Football

La rentrée des classes de la Nati

Les joueurs de l’équipe de Suisse se sont retrouvés pour la première fois depuis l’Euro lundi à Feusisberg. Une reprise en douceur avant d’accueillir le Portugal mardi prochain à Bâle

Qu’elles semblent loin, les suspicions d’une équipe de Suisse gangrenée par des clans. Certains observateurs craignaient que la sélection de Vladimir Petkovic ne vole en éclats sur la route de l’Euro français à cause d’un supposé «Balkangraben» entre les albanophones de l’équipe et les autres. Depuis? La Nati a quitté la compétition – au stade des huitièmes de finale –, frustrée mais définitivement unie. Ses cinq semaines de vie en commun – deux en stage de préparation à Lugano, trois à Montpellier – n’ont pas érodé l’entente entre les joueurs. Elles semblent plutôt l'avoir renforcée.

Il fallait pour s’en convaincre assister à leurs retrouvailles, lundi, sur le perron du Panorama Resort & Spa de Feusisberg, où l’équipe de Suisse a ses habitudes sur les bords du lac de Zurich. Une véritable rentrée des classes, avec de jeunes gens excités à l’idée de se retrouver après deux mois loin les uns des autres. A la sortie des voitures, les sourires n’avaient rien de simulé pour bien paraître sous les flashes de la dizaine de photographes présents; les accolades n’étaient pas forcées. Comme souvent, Breel Embolo rayonnait de joie de vivre un peu plus que les autres, mais le plaisir d’être là était manifeste chez chacun.

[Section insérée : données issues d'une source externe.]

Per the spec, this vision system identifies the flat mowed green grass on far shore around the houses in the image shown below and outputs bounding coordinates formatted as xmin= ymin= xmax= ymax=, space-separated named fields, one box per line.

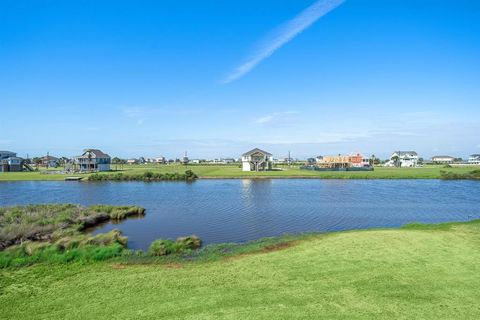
xmin=0 ymin=164 xmax=478 ymax=181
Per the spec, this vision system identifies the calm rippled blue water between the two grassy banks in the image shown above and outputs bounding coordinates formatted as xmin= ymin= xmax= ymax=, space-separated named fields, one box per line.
xmin=0 ymin=179 xmax=480 ymax=249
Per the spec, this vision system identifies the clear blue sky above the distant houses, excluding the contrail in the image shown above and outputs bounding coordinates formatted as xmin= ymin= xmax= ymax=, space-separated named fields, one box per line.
xmin=0 ymin=0 xmax=480 ymax=158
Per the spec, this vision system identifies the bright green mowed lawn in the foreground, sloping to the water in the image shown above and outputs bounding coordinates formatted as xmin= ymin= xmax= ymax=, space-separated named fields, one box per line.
xmin=0 ymin=221 xmax=480 ymax=319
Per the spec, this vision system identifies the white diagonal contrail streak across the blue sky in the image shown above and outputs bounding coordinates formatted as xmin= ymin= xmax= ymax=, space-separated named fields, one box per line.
xmin=223 ymin=0 xmax=345 ymax=83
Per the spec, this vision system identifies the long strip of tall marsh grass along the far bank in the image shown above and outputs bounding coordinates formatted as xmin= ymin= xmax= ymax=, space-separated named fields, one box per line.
xmin=88 ymin=170 xmax=198 ymax=182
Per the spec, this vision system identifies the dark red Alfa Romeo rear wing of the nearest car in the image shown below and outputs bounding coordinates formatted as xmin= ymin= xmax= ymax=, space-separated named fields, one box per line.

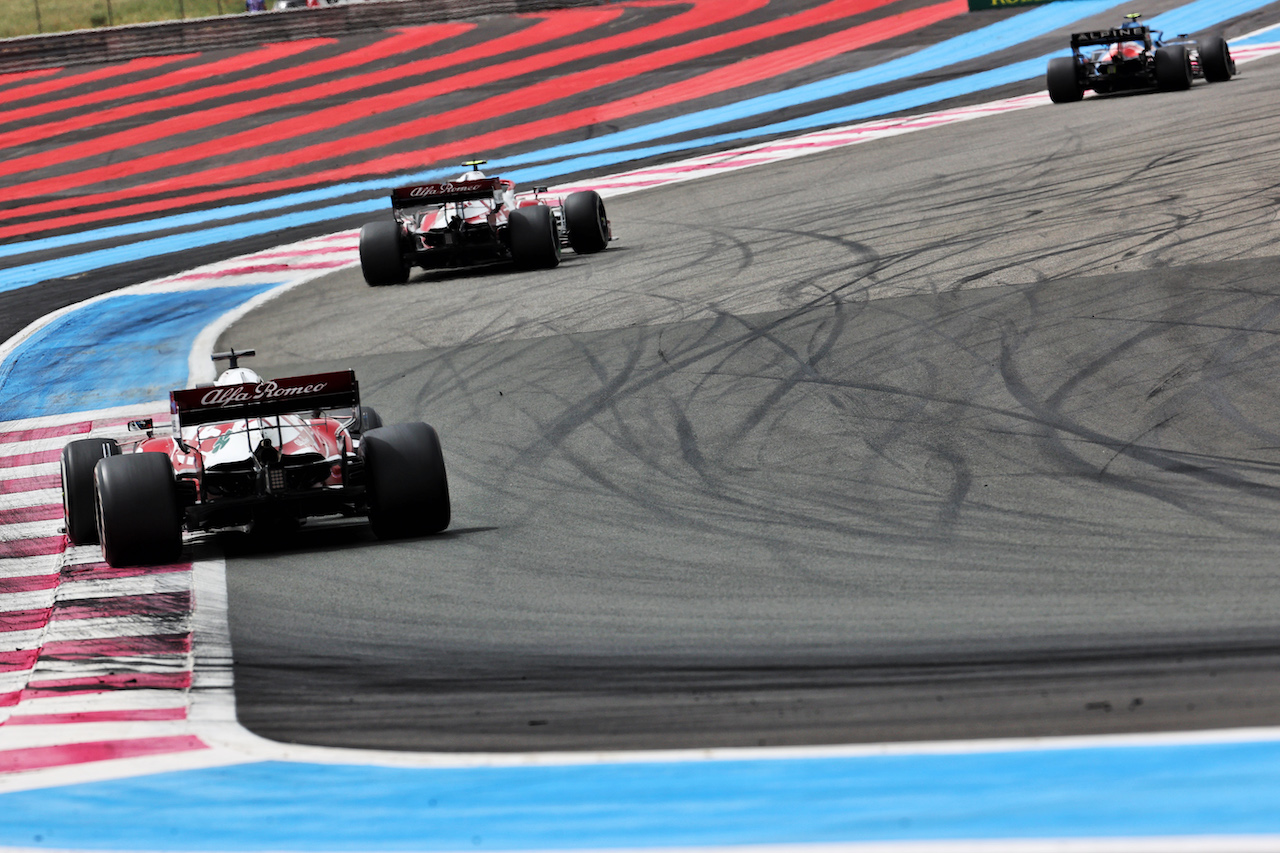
xmin=169 ymin=370 xmax=360 ymax=429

Les membres du staff ne s’y trompent pas et se remémorent les semaines passées en commun pendant l’été comme de moments d’osmose. Le sélectionneur Vladimir Petkovic, lui, fait désormais du «bien-vivre ensemble» un élément clé du programme de son équipe. En ligne de mire, il y a bien sûr le match de mardi prochain contre le Portugal champion d’Europe, à Bâle, première étape de l’itinéraire qui doit mener sa troupe en Russie pour le Mondial 2018. Mais avant cela, il y a neuf jours de rassemblement et pas mal de temps pour soigner les liens tissés ces derniers mois. «Nous n’avons pas de match amical au programme, a-t-il rappelé devant la presse. Nous allons nous entraîner, faire des petites confrontations à 11 contre 11, mais nous avons surtout du temps pour l’esprit d’équipe. Pour créer de nouvelles amitiés.»

Pas (encore) de problèmes

Depuis l’Euro, rien n’a changé ou presque. Aucun néophyte n’a débarqué à Feusisberg. Le Championnat d’Allemagne, où beaucoup de footballeurs suisses évoluent, n’est vieux que d’une semaine et Vladimir Petkovic ne voulait rien révolutionner sans avoir d’indications solides sur lesquelles se baser. Breel Embolo (Schalke 04) et Haris Seferovic (Eintracht Francfort) n’ont pas été titularisés mais même si le temps de jeu en club demeure un critère essentiel aux yeux du sélectionneur, la situation n’est pas encore critique. Celle du capitaine Stephan Lichtsteiner, plus un titulaire en puissance à la Juventus, non plus. «Nous ne sommes pas encore assez loin dans la saison pour en tirer des enseignements», a confirmé un Petkovic d’excellente humeur.

La rentrée des classes n’est pas le moment de détailler des problèmes où il n’y en a pas (encore). C’est le moment de se souvenir, de se féliciter. Même pas de se tuer à la tâche: avec le temps maussade, le premier entraînement prévu à Freienbach en fin d’après-midi a été annulé. Restait au programme un repas en commun, un entraînement avec des enfants et, en soirée, les Swiss Football Awards, où l’Association suisse de football décerne quelques distinctions. Le gardien de la Nati, Yann Sommer, a été nommé meilleur joueur de l’année, le jeune défenseur Nico Elvedi meilleur espoir et le sélectionneur Vladimir Petkovic meilleur entraîneur. Une distribution de bons points en attendant les premiers tests.